CHAPTER 16 Arthroscopic Iliotibial Band Lengthening and Bursectomy for Recalcitrant Trochanteric Bursitis and Coxa Saltans Externa
Indications
Operative intervention is indicated for the following patients:
Surgical technique
Our preferred surgical technique for recalcitrant trochanteric bursitis is an arthroscopic trochanteric bursectomy. Patients are positioned in the lateral decubitus position with the affected extremity facing up. A deflatable beanbag is used to stabilize the patient, and all bony prominences are well padded. The leg is draped freely so that the hip can be taken through a full range of motion (Figure 16-1). The greater trochanter is palpated and outlined on the skin with a marker. A spinal needle is then inserted directly onto the trochanteric prominence. The needle is then withdrawn slightly by several millimeters, and approximately 30 mL to 40 mL of normal saline is injected into the bursa, thus creating a space underneath the ITB. We prefer to leave the needle in for the purpose of localization. Next, a proximal portal is created 2 cm to 3 cm proximal to the trochanter, and a distal portal is created 2 cm to 3 cm distal to the trochanter. The skin is incised in line with the long axis of the femur. A 4-mm, 30-degree arthroscope is introduced directly into the subcutaneous tissues above the ITB. A 4.5-mm shaver is placed in the other portal and localized to the arthroscope with a triangulation technique (Figure 16-2). The fat directly above the ITB is removed to allow for full visualization of the ITB (Figure 16-3). An arthroscopic ablation probe can also be used to maintain hemostasis and concurrently to remove adherent tissues.

Figure 16–1 The patient is positioned in the lateral decubitus position, with the entire hip and leg draped free.
After the ITB is clearly identified, the arthroscopic ablator is used to create a longitudinal incision approximately 7 cm to 8 cm in length in line with the fibers of the ITB just slightly posterior to its midline and the trochanteric prominence; this exposes the trochanteric bursa (Figure 16-4).

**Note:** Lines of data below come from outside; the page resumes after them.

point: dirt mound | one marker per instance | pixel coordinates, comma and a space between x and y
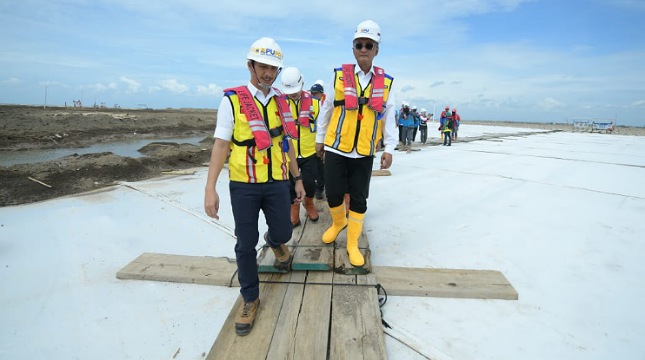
24, 127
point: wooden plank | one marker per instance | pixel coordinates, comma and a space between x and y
266, 258
312, 253
371, 311
447, 283
283, 343
381, 172
181, 268
256, 344
312, 334
355, 326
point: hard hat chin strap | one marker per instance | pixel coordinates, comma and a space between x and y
262, 85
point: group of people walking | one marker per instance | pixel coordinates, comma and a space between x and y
276, 142
410, 121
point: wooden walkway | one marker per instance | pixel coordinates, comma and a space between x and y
324, 308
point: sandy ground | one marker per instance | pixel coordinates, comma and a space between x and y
28, 127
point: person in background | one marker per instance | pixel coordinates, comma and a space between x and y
400, 126
318, 92
358, 113
406, 121
415, 128
457, 122
251, 127
446, 126
423, 125
304, 108
441, 117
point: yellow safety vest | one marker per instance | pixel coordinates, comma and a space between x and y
360, 128
305, 145
248, 164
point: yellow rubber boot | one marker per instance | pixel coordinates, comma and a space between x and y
354, 228
339, 222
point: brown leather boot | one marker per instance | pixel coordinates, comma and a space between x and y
295, 215
246, 317
312, 213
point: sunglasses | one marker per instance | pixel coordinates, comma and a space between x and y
368, 46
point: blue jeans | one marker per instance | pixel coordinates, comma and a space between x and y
246, 201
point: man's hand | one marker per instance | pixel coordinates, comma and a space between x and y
211, 203
386, 160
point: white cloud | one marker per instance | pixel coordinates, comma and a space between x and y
209, 90
133, 85
552, 104
11, 81
174, 86
103, 87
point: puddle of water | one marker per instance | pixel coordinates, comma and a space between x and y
127, 148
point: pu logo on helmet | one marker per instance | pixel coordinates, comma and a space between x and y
268, 52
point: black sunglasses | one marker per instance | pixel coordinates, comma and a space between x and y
368, 46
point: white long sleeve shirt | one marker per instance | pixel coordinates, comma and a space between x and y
390, 138
224, 127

The surgical assistant abducts the leg to further relax the incised ITB (Figure 16-5) and to allow the surgeon to advance the arthroscope and instruments underneath the ITB. Next, the shaver and the ablator are used to thoroughly debride the bursa and its thick, fibrous adhesions. Having the assistant slowly internally and externally rotate the leg brings the posterior and anterior portions of the bursa, respectively, into view. Extreme internal rotation is avoided, because this maneuver places the posteriorly located sciatic nerve at risk. Coagulation is frequently necessary to maintain hemostasis and visualization.

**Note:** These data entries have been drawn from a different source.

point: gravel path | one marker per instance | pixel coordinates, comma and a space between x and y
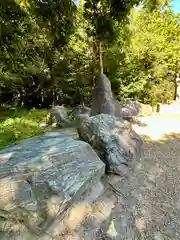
146, 205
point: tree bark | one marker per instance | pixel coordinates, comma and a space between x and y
100, 58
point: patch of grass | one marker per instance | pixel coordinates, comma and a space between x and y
17, 124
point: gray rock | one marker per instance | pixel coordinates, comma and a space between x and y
41, 177
113, 139
130, 109
102, 99
81, 111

After the bursa has been completely excised, the tendinous attachments of the gluteus minimus and the gluteus medius to the greater trochanter can be seen. Occasionally, irritation and scuffing of the tendinous insertions are noted, and, infrequently, tears and avulsions of the tendons (so-called rotator cuff tears of the hip) are present (Figure 16-6). Early in our experience, we treated the tears with gentle debridement, but, more recently, we have repaired these tears with nonabsorbable sutures with the use of a technique that is similar to the marginal convergence repair technique used for rotator cuff tears in the shoulder. After bursal excision has been completed and hemostasis is ensured, the instruments are withdrawn, and excess fluid is expressed from the portals. The portals are then closed with nylon suture, and a compression dressing and ice pack are applied.

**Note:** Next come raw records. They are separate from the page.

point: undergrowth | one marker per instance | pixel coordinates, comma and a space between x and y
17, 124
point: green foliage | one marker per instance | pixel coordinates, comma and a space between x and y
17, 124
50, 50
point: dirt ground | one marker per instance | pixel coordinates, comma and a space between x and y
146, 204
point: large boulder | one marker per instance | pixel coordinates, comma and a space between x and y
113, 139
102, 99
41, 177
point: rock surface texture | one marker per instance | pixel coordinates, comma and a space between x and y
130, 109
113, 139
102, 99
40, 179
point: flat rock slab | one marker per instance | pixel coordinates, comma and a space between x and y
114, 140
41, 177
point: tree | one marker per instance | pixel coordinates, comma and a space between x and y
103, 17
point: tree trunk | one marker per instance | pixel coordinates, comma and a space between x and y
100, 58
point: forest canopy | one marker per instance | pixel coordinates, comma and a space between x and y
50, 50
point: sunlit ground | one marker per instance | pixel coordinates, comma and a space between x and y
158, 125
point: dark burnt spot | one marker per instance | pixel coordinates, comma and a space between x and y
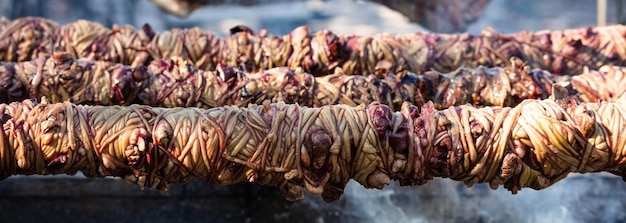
399, 139
380, 118
241, 28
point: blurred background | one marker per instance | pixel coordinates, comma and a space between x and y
579, 198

In patients with associated external coxa saltans, an ITB lengthening procedure is necessary in addition to the standard trochanteric bursectomy. After the usual slightly posterior longitudinal incision is made in the ITB, the arthroscopic ablator is used to gently resect its anterior and posterior edges. Additional tissue is removed near the center of the midline cut to create an elliptical resection of the ITB (Figure 16-7). The posterior resection is slightly greater than the anterior resection, because the snapping usually results from the thickened posterior portion of the ITB flipping over the greater trochanter. An alternative method is to perform a crisscross secondary transverse incision, thereby effectively creating a cruciate-type release. The hip is taken through a range of motion to ensure adequate decompression and resection. The bursa is then resected as previously described.
Technical Pearls
Results and outcomes
In general, both open and arthroscopic treatments of trochanteric bursitis result in a high percentage of good outcomes (Table 16-1). Physicians agree that, in the majority of patients with this condition, a conservative approach will be successful; only a select few patients will require operative intervention. For a successful result in patients with external coxa saltans, the ITB should be effectively lengthened by one of several open or arthroscopic methods, such as a Z-plasty, an ellipsoidal-shaped or diamond-shaped resection, a cruciate or cross-shaped incision, or a simple longitudinal release.